# La Pavoni acquired by Smeg



## MediumRoastSteam (Jul 7, 2015)

https://www.corriere.it/economia/consumi/19_settembre_23/smeg-compra-storiche-macchine-caffe-pavoni-227b7f1e-de2d-11e9-b3ae-814cb7847a2b.shtml

Interesting times ahead. Let's hope spares will remain readily available!

Sent from my iPhone using Tapatalk


----------



## Hasi (Dec 27, 2017)

Cheers, oh boy...


----------



## 2971 (May 7, 2012)

Oh Smeg!


----------



## ashcroc (Oct 28, 2016)

Cue delonghi machines with a la pav badge on the front.

I hope I'm wrong & we start getting some decent Smeg branded machines instead.


----------



## KTD (Dec 28, 2017)

Hope not. Guess there may come a point when everybody states pre smeg before any recommendation.

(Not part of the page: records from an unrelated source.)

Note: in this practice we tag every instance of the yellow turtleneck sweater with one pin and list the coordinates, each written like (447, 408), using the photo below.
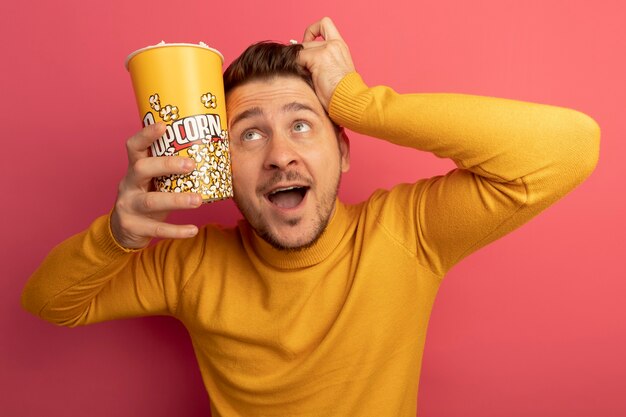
(337, 329)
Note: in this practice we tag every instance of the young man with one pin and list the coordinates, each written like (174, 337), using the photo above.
(309, 306)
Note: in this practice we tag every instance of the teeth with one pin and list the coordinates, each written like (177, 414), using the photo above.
(284, 189)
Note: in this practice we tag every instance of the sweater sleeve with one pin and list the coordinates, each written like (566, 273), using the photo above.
(514, 159)
(89, 278)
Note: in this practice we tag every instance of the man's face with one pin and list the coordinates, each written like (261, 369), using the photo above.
(287, 160)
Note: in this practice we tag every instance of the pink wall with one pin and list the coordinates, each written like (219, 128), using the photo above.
(533, 325)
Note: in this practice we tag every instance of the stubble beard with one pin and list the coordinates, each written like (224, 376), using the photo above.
(323, 212)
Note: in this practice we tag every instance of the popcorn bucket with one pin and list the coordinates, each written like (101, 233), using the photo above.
(181, 84)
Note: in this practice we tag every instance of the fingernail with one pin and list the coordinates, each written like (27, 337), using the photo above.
(195, 200)
(187, 164)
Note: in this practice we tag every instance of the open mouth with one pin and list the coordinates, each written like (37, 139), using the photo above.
(287, 197)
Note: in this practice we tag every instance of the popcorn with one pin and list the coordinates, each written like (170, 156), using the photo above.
(155, 103)
(210, 179)
(169, 113)
(209, 100)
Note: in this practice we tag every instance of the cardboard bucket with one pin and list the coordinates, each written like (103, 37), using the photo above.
(182, 85)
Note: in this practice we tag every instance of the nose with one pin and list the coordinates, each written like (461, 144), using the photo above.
(280, 153)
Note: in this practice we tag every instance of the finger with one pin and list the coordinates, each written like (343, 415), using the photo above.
(144, 169)
(158, 202)
(324, 28)
(137, 146)
(313, 44)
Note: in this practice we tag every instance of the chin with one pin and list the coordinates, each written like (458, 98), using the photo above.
(294, 240)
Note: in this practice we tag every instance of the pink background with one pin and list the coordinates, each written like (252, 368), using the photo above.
(533, 325)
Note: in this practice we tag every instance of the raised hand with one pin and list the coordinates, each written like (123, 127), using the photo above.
(139, 212)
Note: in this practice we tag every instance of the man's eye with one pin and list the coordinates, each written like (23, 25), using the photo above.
(251, 135)
(301, 127)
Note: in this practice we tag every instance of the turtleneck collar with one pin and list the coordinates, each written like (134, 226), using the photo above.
(285, 259)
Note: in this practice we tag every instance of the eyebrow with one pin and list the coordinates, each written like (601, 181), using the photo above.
(294, 106)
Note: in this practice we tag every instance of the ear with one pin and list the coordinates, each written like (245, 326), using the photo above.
(344, 148)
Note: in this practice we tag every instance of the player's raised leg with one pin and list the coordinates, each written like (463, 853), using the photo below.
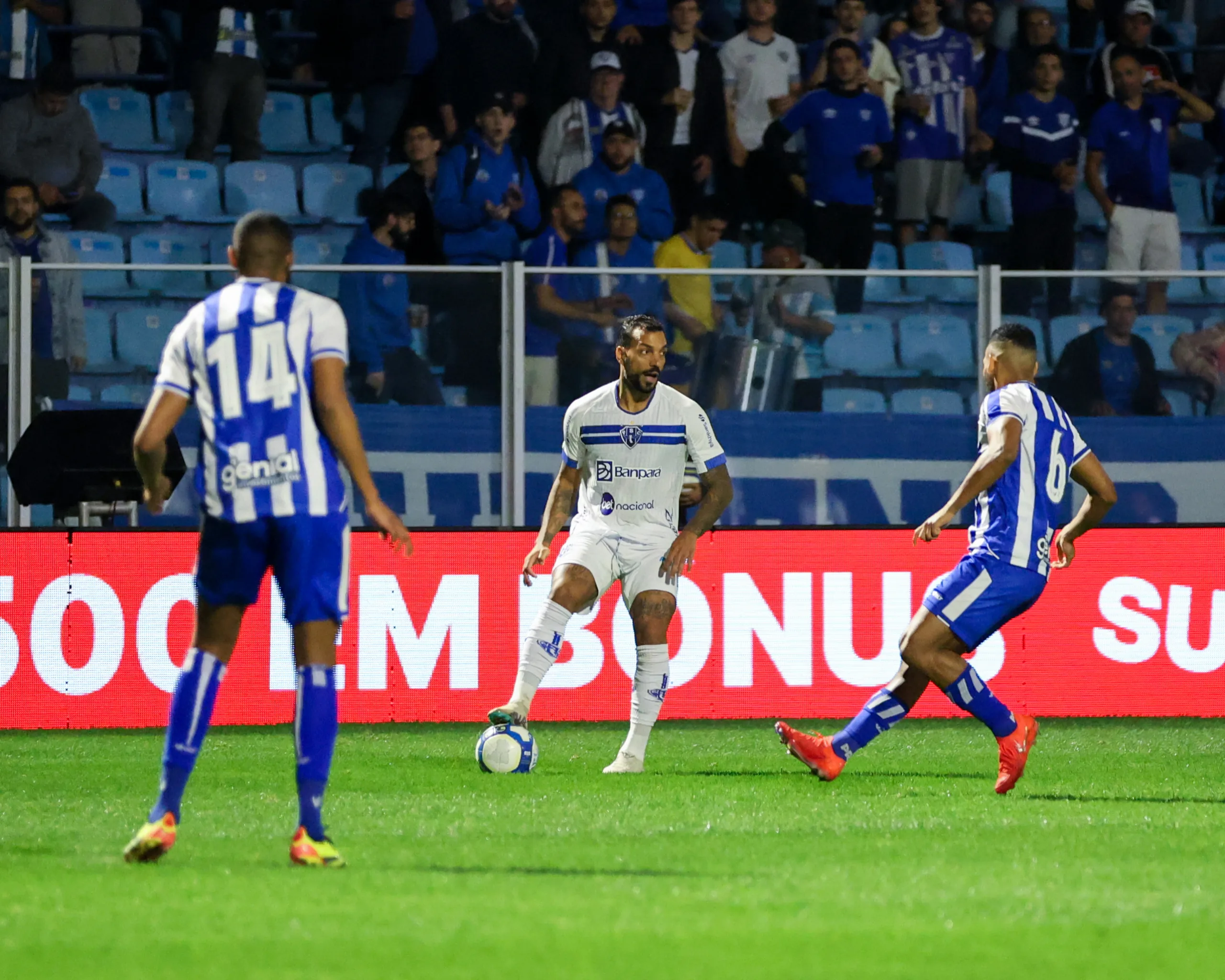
(651, 614)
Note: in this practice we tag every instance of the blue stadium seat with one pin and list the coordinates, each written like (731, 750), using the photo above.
(268, 187)
(330, 190)
(940, 345)
(141, 334)
(1160, 334)
(999, 194)
(1186, 291)
(188, 190)
(122, 118)
(174, 112)
(168, 248)
(121, 182)
(99, 341)
(928, 402)
(863, 345)
(283, 124)
(852, 400)
(942, 255)
(1065, 329)
(96, 246)
(1189, 201)
(320, 250)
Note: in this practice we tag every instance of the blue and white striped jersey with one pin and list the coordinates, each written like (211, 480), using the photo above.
(246, 357)
(1016, 519)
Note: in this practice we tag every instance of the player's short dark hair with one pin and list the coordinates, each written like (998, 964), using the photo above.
(619, 199)
(261, 241)
(636, 324)
(1017, 335)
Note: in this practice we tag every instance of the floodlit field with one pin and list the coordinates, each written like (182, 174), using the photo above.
(727, 859)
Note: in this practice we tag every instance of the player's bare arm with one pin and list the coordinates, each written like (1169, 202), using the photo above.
(1102, 497)
(717, 494)
(557, 513)
(149, 446)
(336, 418)
(1003, 444)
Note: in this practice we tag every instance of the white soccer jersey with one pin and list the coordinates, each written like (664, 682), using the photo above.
(634, 463)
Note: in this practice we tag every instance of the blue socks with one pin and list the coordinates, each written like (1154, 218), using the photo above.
(190, 711)
(315, 728)
(881, 713)
(970, 694)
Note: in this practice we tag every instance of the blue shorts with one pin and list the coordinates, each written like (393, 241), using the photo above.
(308, 555)
(980, 596)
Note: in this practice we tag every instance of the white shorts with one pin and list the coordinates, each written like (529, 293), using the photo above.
(1143, 239)
(611, 557)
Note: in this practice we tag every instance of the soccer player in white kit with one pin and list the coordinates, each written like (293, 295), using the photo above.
(624, 454)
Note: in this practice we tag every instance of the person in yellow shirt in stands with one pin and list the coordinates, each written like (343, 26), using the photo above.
(690, 305)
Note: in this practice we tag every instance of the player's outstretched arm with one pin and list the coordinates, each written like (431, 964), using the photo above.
(149, 446)
(1003, 444)
(1093, 477)
(336, 418)
(557, 512)
(717, 494)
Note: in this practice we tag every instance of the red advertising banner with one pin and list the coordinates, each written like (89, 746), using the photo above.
(794, 624)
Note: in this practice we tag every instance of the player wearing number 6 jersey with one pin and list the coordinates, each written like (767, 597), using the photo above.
(265, 364)
(1028, 450)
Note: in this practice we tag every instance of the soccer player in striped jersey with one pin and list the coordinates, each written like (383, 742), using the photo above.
(623, 454)
(265, 364)
(1028, 450)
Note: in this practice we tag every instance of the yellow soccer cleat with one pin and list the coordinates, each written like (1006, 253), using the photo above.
(303, 850)
(152, 841)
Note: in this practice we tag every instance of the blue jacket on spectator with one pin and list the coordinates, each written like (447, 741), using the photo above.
(648, 190)
(471, 176)
(375, 304)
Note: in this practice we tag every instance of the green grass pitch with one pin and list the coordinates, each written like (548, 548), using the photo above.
(725, 859)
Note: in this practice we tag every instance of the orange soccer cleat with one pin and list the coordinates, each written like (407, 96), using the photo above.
(1014, 751)
(816, 751)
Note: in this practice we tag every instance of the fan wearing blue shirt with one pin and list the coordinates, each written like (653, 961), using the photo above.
(1039, 143)
(1131, 136)
(845, 130)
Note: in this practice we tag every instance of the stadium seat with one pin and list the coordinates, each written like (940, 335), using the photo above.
(852, 400)
(330, 190)
(141, 334)
(268, 187)
(283, 124)
(928, 402)
(1065, 329)
(188, 190)
(99, 341)
(122, 118)
(999, 199)
(1189, 201)
(174, 112)
(941, 345)
(121, 182)
(863, 345)
(96, 246)
(168, 248)
(1186, 291)
(1160, 334)
(942, 255)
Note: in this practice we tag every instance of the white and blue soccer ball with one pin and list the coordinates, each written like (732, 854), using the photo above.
(506, 749)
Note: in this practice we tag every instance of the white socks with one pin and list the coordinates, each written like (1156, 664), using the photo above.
(541, 650)
(650, 685)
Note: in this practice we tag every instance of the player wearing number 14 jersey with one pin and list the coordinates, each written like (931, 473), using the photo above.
(265, 364)
(1028, 449)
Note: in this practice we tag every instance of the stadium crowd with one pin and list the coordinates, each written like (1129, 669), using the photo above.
(782, 134)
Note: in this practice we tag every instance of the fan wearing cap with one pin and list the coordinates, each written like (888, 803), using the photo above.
(575, 135)
(618, 172)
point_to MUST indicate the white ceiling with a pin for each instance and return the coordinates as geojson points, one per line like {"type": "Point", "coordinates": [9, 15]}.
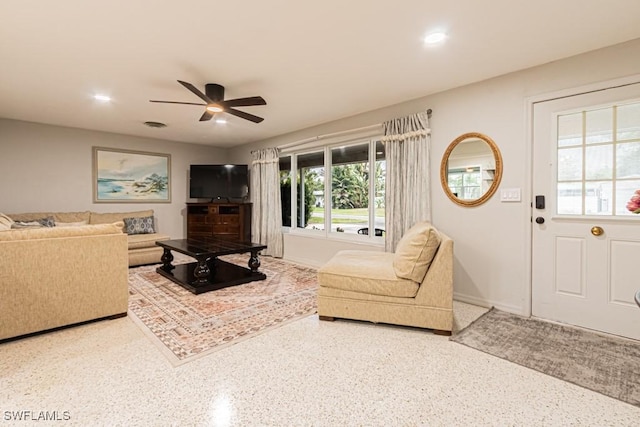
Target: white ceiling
{"type": "Point", "coordinates": [313, 62]}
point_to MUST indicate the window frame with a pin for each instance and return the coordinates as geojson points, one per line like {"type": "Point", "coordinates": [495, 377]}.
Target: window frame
{"type": "Point", "coordinates": [326, 148]}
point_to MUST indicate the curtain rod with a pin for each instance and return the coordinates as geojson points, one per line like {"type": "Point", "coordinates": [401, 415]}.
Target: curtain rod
{"type": "Point", "coordinates": [334, 134]}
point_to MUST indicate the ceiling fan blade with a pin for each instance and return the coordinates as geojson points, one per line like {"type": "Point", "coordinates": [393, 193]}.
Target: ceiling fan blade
{"type": "Point", "coordinates": [208, 115]}
{"type": "Point", "coordinates": [195, 90]}
{"type": "Point", "coordinates": [176, 102]}
{"type": "Point", "coordinates": [245, 102]}
{"type": "Point", "coordinates": [244, 115]}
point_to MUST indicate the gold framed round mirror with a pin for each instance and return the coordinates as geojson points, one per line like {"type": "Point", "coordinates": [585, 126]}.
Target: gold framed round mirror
{"type": "Point", "coordinates": [471, 169]}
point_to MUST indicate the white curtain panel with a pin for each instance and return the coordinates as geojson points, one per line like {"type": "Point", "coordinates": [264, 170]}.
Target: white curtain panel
{"type": "Point", "coordinates": [407, 141]}
{"type": "Point", "coordinates": [266, 221]}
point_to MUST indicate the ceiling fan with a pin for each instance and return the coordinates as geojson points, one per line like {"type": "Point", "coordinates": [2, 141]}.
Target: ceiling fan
{"type": "Point", "coordinates": [215, 102]}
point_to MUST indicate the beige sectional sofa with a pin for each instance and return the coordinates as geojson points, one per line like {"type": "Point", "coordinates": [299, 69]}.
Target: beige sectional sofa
{"type": "Point", "coordinates": [142, 247]}
{"type": "Point", "coordinates": [57, 276]}
{"type": "Point", "coordinates": [411, 287]}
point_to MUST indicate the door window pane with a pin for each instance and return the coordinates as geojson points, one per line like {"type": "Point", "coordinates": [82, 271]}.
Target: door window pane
{"type": "Point", "coordinates": [598, 191]}
{"type": "Point", "coordinates": [599, 162]}
{"type": "Point", "coordinates": [599, 124]}
{"type": "Point", "coordinates": [598, 200]}
{"type": "Point", "coordinates": [570, 198]}
{"type": "Point", "coordinates": [625, 190]}
{"type": "Point", "coordinates": [628, 160]}
{"type": "Point", "coordinates": [570, 130]}
{"type": "Point", "coordinates": [570, 164]}
{"type": "Point", "coordinates": [628, 122]}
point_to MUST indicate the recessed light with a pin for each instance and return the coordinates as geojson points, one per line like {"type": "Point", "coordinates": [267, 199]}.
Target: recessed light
{"type": "Point", "coordinates": [102, 98]}
{"type": "Point", "coordinates": [435, 38]}
{"type": "Point", "coordinates": [155, 124]}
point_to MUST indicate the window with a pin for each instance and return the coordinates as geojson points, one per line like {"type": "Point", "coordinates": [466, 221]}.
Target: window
{"type": "Point", "coordinates": [337, 189]}
{"type": "Point", "coordinates": [598, 158]}
{"type": "Point", "coordinates": [465, 183]}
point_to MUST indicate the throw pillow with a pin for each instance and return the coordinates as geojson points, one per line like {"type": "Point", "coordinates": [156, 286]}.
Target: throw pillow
{"type": "Point", "coordinates": [415, 252]}
{"type": "Point", "coordinates": [5, 222]}
{"type": "Point", "coordinates": [26, 224]}
{"type": "Point", "coordinates": [71, 224]}
{"type": "Point", "coordinates": [47, 222]}
{"type": "Point", "coordinates": [139, 225]}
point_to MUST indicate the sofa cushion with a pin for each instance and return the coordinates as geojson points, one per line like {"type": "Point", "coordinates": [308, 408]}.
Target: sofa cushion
{"type": "Point", "coordinates": [5, 222]}
{"type": "Point", "coordinates": [139, 225]}
{"type": "Point", "coordinates": [365, 272]}
{"type": "Point", "coordinates": [110, 217]}
{"type": "Point", "coordinates": [53, 232]}
{"type": "Point", "coordinates": [138, 241]}
{"type": "Point", "coordinates": [57, 216]}
{"type": "Point", "coordinates": [415, 251]}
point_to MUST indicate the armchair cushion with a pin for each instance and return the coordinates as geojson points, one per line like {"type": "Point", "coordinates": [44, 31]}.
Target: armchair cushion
{"type": "Point", "coordinates": [415, 251]}
{"type": "Point", "coordinates": [365, 272]}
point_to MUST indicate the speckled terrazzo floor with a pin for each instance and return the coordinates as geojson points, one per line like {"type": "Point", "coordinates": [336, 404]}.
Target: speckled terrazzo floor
{"type": "Point", "coordinates": [307, 373]}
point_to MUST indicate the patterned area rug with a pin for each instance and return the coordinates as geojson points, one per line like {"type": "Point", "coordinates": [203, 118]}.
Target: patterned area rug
{"type": "Point", "coordinates": [601, 363]}
{"type": "Point", "coordinates": [188, 326]}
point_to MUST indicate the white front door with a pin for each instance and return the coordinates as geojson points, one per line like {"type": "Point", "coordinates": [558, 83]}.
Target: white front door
{"type": "Point", "coordinates": [586, 241]}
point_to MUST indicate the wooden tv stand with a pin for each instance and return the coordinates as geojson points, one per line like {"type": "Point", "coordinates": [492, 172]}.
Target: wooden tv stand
{"type": "Point", "coordinates": [226, 220]}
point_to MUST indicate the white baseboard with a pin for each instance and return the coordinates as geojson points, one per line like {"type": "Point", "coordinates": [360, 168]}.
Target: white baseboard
{"type": "Point", "coordinates": [489, 303]}
{"type": "Point", "coordinates": [304, 261]}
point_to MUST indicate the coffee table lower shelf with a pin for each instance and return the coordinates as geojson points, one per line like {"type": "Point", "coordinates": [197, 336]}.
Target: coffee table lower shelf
{"type": "Point", "coordinates": [223, 274]}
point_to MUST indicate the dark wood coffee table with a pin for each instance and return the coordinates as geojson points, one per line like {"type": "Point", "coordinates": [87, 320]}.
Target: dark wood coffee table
{"type": "Point", "coordinates": [209, 273]}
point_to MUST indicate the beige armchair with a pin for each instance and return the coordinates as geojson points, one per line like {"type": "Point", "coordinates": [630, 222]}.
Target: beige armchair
{"type": "Point", "coordinates": [411, 287]}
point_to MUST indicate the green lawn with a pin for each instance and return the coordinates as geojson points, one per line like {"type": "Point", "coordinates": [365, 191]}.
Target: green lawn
{"type": "Point", "coordinates": [318, 215]}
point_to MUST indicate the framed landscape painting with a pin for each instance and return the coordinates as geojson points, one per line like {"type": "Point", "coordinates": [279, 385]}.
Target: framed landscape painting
{"type": "Point", "coordinates": [131, 176]}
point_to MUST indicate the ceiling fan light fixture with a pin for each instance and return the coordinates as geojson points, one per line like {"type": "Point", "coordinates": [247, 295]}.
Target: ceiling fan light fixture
{"type": "Point", "coordinates": [435, 38]}
{"type": "Point", "coordinates": [155, 124]}
{"type": "Point", "coordinates": [102, 98]}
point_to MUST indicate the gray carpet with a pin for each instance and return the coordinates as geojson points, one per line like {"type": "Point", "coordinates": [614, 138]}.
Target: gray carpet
{"type": "Point", "coordinates": [601, 363]}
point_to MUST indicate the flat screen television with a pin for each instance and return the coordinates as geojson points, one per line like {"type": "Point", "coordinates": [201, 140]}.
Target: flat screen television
{"type": "Point", "coordinates": [218, 182]}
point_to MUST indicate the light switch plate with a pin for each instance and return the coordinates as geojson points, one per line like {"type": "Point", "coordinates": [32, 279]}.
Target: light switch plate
{"type": "Point", "coordinates": [510, 195]}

Sent from my iPhone using Tapatalk


----------



## Planter (Apr 12, 2017)

Sent from my LYA-L09 using Tapatalk


----------



## ashcroc (Oct 28, 2016)

KTD said:


> Hope not. Guess there may come a point when everybody states pre smeg before any recommendation.
> 
> Sent from my iPhone using Tapatalk


Anything is possible & to be fair, there have been some very entry level la pavs in the past. If the quality doesn't go down & we start seeing la pavs in Smeg stockists it's win win.


----------



## MediumRoastSteam (Jul 7, 2015)

More "news"

https://www.smeg.com/us/news/2019/smeg-acquires-leading-italian-espresso-machine-manufacturer-la-pavoni.html

Showroom in Oxfordshire HQ:

https://www.smegfoodservice.com/uk/news/la-pavoni-coffee-machines-coming-soon-in-2021/


----------



## MartinB (May 8, 2011)

MediumRoastSteam said:


> More "news"
> 
> https://www.smeg.com/us/news/2019/smeg-acquires-leading-italian-espresso-machine-manufacturer-la-pavoni.html
> 
> ...


 About 2 miles from where I live! May have to pay a visit...


----------